Papers by Author: B.Y. Ogunmola

Abstract: The study of internal chemical processes involving nitrogenous species forms an important part in the understanding of parameters which lower NO_x emission from combustion systems. The focus of this research is to numerically model the prediction of formation of pollutant emission in a continuous internal combustion engine (ICE), from finite rate chemical equilibrium equations. The main source of nitrogen in the chemical formation of NO_x is atmospheric, and a very small portion is caused by nitrogen compounds found in some fuels. A mathematical modeling was carried out with these equations using MATLAB simulation to predict the concentration of Nitric Oxide NO; a pollutant, at different flame temperatures and reaction timing of ICE. The temperatures under consideration vary from 1500K to 2300K. The concentration of the pollutant was evaluated by the analytical and numerical methods for a spark ignition engine at a temperature of 2000K; pressure of 1atm, considering a sample containing 78% of Nitrogen and 4% of Oxygen and 78% Nitrogen and 21% Oxygen held between zero to one second in the course of the combustion process, while the computer programme simulated between zero and 100seconds. The concentrations predicted were found to increase as the flame temperature, the combustion time increase as depicted on the results and as the percentage composition of Oxygen in the mixture increases, but reduces with increasing fuel nitrogen content.

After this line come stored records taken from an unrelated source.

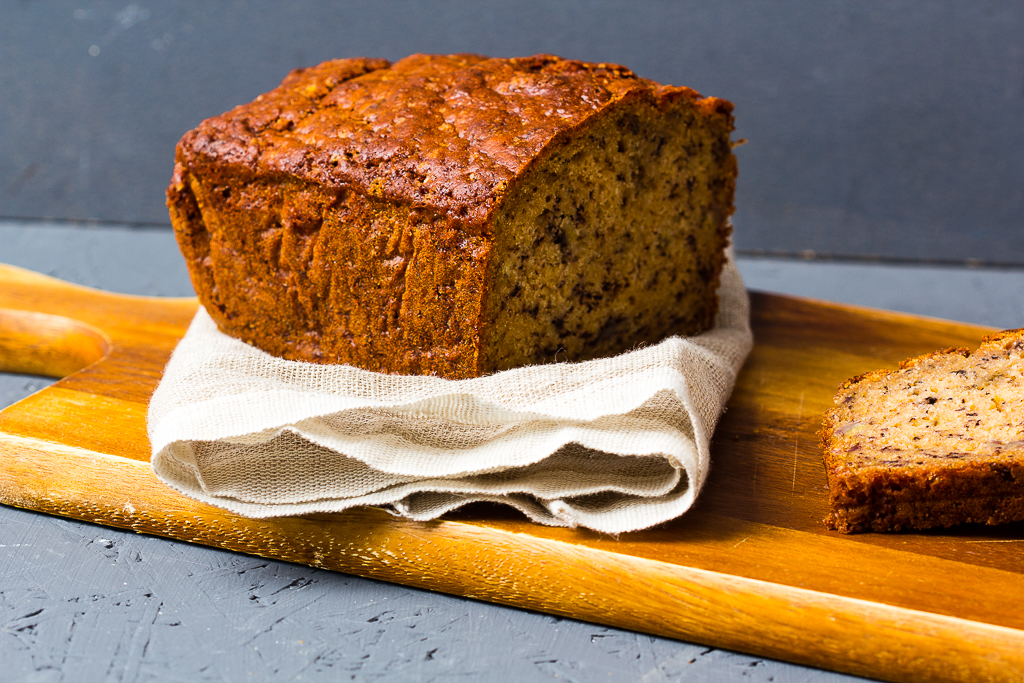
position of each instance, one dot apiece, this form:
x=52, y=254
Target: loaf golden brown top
x=450, y=132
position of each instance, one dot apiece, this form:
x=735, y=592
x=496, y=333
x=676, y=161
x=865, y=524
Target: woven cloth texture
x=614, y=444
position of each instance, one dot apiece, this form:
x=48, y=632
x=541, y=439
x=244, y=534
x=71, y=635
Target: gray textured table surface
x=82, y=602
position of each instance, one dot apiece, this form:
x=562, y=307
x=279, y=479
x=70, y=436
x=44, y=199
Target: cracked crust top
x=449, y=132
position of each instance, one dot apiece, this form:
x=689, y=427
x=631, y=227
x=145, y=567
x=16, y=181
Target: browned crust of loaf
x=889, y=499
x=443, y=137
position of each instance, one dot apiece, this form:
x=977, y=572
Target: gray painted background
x=890, y=128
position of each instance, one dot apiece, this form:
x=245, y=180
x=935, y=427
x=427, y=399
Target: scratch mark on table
x=796, y=446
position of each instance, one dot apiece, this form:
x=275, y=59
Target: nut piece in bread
x=457, y=215
x=939, y=441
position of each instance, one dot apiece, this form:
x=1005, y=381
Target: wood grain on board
x=751, y=568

Abstract: This solar conversion system incorporates a suction fan powered by a solar PV module. Located at the outlet of the chamber is the d.c suction fan utilised to achieve forced air circulation without the use of external power supply like grid electricity, fossil fuel and battery. Simple thermal energy balance equations and heat transfer equations were employed in the design of the system. The operational efficiency of the collector is 83.2% and mass flow rate 1.58kg/min, the maximum temperature achieved in the chamber was 58oC. The system was used to dry vegetable, hydrophylum. The capital cost is less than $150.